Un marché potentiel large
Sans compter que ce partenariat offre aussi des débouchés rapides... « Engie a remporté il y a quelques semaines un bon nombre d'appels à projets territoriaux où nous pourrions être partenaires pour la fourniture des véhicules ». Avec, parmi eux, un programme pour la livraison de 15 stations en Normandie. En adaptant ses kits de pile à hydrogène sur des véhicules tels que la Kangoo ZE H2 de Renault, en vue de passer d'une autonomie de 170 à 350 km/jour, le marché potentiel de la société est très large. « Le but est d'offrir un véhicule zéro émissions qui ait la même disponibilité et autonomie journalière qu'un diesel », annonce Pierre-Yves Le Berre. Ses principaux clients ? Le marché du B to B, et notamment les secteurs de la messagerie, des services, de l'industrie et du BTP ou les collectivités... « Nous recensions près d'une centaine de clients en France, mais visons en priorité les flottes captives de véhicules d'entreprise». La société travaille déjà avec d'autres constructeurs, afin de proposer une adaptation de son système sur d'autres types de véhicules. « L'un sera orienté vers le marché des taxis, tandis que l'autre sera tourné vers les véhicules de plus grande capacité », glisse le VP. Selon lui, la France présente un marché de 1,2 million d'euros de véhicules adressables, avec les Kangoos, Partners et autres Berlingos. Après avoir équipé 150 véhicules avec son prolongateur cette année, elle vise les 1 000 en 2017.

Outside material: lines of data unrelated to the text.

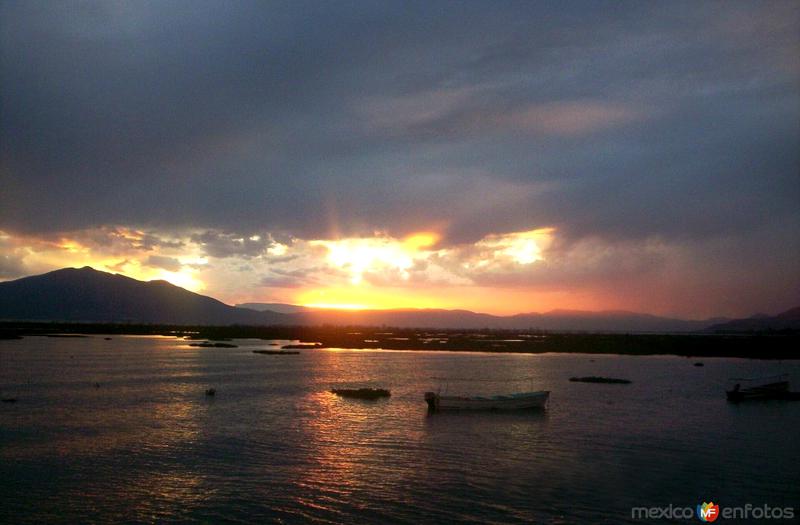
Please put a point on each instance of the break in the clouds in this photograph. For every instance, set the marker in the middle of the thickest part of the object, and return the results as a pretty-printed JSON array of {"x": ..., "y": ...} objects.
[{"x": 659, "y": 141}]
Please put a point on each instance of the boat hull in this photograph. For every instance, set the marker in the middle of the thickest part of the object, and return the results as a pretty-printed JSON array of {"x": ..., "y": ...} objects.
[
  {"x": 776, "y": 390},
  {"x": 522, "y": 401}
]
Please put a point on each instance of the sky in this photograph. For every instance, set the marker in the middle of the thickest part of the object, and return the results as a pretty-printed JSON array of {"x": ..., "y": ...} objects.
[{"x": 496, "y": 156}]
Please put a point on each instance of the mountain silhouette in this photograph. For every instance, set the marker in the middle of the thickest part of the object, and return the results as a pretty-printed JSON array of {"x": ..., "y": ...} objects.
[
  {"x": 788, "y": 320},
  {"x": 88, "y": 295}
]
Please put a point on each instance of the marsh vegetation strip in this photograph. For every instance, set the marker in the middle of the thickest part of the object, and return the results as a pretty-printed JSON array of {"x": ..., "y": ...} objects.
[{"x": 274, "y": 444}]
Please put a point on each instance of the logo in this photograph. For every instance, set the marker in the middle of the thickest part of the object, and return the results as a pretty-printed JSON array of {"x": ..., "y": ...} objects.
[{"x": 708, "y": 511}]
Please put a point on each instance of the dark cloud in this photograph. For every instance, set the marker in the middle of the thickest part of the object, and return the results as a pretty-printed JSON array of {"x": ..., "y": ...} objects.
[
  {"x": 170, "y": 264},
  {"x": 11, "y": 266},
  {"x": 222, "y": 244},
  {"x": 612, "y": 120}
]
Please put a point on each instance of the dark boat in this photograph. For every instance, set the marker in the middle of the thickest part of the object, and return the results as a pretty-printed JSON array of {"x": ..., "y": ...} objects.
[
  {"x": 775, "y": 387},
  {"x": 521, "y": 400},
  {"x": 362, "y": 393}
]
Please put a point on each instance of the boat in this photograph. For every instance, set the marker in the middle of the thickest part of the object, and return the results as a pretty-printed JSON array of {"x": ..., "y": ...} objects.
[
  {"x": 774, "y": 387},
  {"x": 522, "y": 400}
]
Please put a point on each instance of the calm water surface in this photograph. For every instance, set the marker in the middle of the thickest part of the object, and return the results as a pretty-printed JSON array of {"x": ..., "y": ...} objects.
[{"x": 275, "y": 446}]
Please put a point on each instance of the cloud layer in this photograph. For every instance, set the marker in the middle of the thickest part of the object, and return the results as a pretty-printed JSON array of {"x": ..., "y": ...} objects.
[{"x": 656, "y": 138}]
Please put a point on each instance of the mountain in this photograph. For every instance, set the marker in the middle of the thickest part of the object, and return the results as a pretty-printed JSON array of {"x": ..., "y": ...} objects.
[
  {"x": 281, "y": 308},
  {"x": 788, "y": 320},
  {"x": 613, "y": 321},
  {"x": 88, "y": 295}
]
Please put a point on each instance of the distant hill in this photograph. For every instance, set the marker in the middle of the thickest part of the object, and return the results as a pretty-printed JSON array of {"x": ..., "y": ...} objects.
[
  {"x": 788, "y": 320},
  {"x": 280, "y": 308},
  {"x": 88, "y": 295},
  {"x": 613, "y": 321}
]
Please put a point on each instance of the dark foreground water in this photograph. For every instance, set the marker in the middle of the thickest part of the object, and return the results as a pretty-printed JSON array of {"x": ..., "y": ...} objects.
[{"x": 274, "y": 446}]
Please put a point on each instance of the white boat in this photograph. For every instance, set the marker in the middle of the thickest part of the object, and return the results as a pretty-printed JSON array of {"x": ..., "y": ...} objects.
[{"x": 518, "y": 401}]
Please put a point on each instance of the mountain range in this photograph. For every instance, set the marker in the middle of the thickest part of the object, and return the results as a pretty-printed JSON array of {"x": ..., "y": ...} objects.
[{"x": 88, "y": 295}]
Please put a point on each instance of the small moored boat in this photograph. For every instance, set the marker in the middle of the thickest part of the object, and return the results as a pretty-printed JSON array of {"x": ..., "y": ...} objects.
[
  {"x": 362, "y": 393},
  {"x": 517, "y": 401},
  {"x": 775, "y": 387}
]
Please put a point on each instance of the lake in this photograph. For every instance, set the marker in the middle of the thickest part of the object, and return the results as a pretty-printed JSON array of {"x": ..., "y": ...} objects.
[{"x": 274, "y": 445}]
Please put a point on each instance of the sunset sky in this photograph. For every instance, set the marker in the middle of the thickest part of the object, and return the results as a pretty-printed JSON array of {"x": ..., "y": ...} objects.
[{"x": 496, "y": 156}]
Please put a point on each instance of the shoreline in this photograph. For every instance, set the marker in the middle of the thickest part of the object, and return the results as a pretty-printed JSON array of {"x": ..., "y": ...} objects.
[{"x": 767, "y": 345}]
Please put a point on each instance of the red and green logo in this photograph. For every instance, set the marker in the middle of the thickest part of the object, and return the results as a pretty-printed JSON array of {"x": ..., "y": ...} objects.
[{"x": 708, "y": 511}]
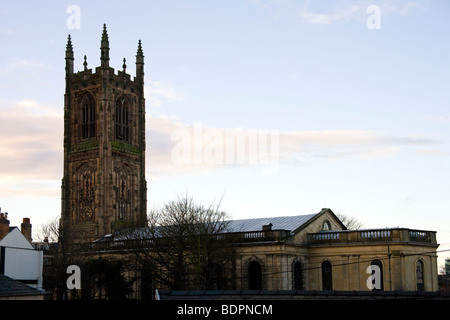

Un marché en Europe du Nord
L'international est directement visé, en particulier le Royaume-Uni, où la société vient d'engranger 37 commandes de véhicules, ainsi que l'Allemagne et la Norvège, pour laquelle SymbioFCell a aussi reçu de premières commandes. « Nous passons par des distributeurs, mais il n'est pas exclu que nous ayons un jour des bureaux sur les plus gros marchés, comme le Royaume-Uni ». De manière générale, la société iséroise vise en premier lieu les pays situés au Nord de l'Europe, où les expérimentations à l'hydrogène se multiplient. « Ces programmes nous ont permis de démarrer car pour vendre des véhicules, il faut pouvoir les alimenter à travers des stations » justifie M. Le Berre. La France ne compte en effet que cinq stations de distribution d'hydrogène en 2015, fournies par des distributeurs tels qu'Air Liquide ou Engie. Mais un pas devrait être franchi, avec un objectif de 100 d'ici 2018 que se fixe la filière. Pour accompagner ces évolutions, Symbio FCell sait qu'il lui reste une dernière étape à franchir : déployer un SAV qui lui permette de traiter plusieurs millions de véhicules, à l'échelle industrielle. Pour renforcer ses effectifs, la start-up a déjà embauché 20 personnes depuis juin 2016.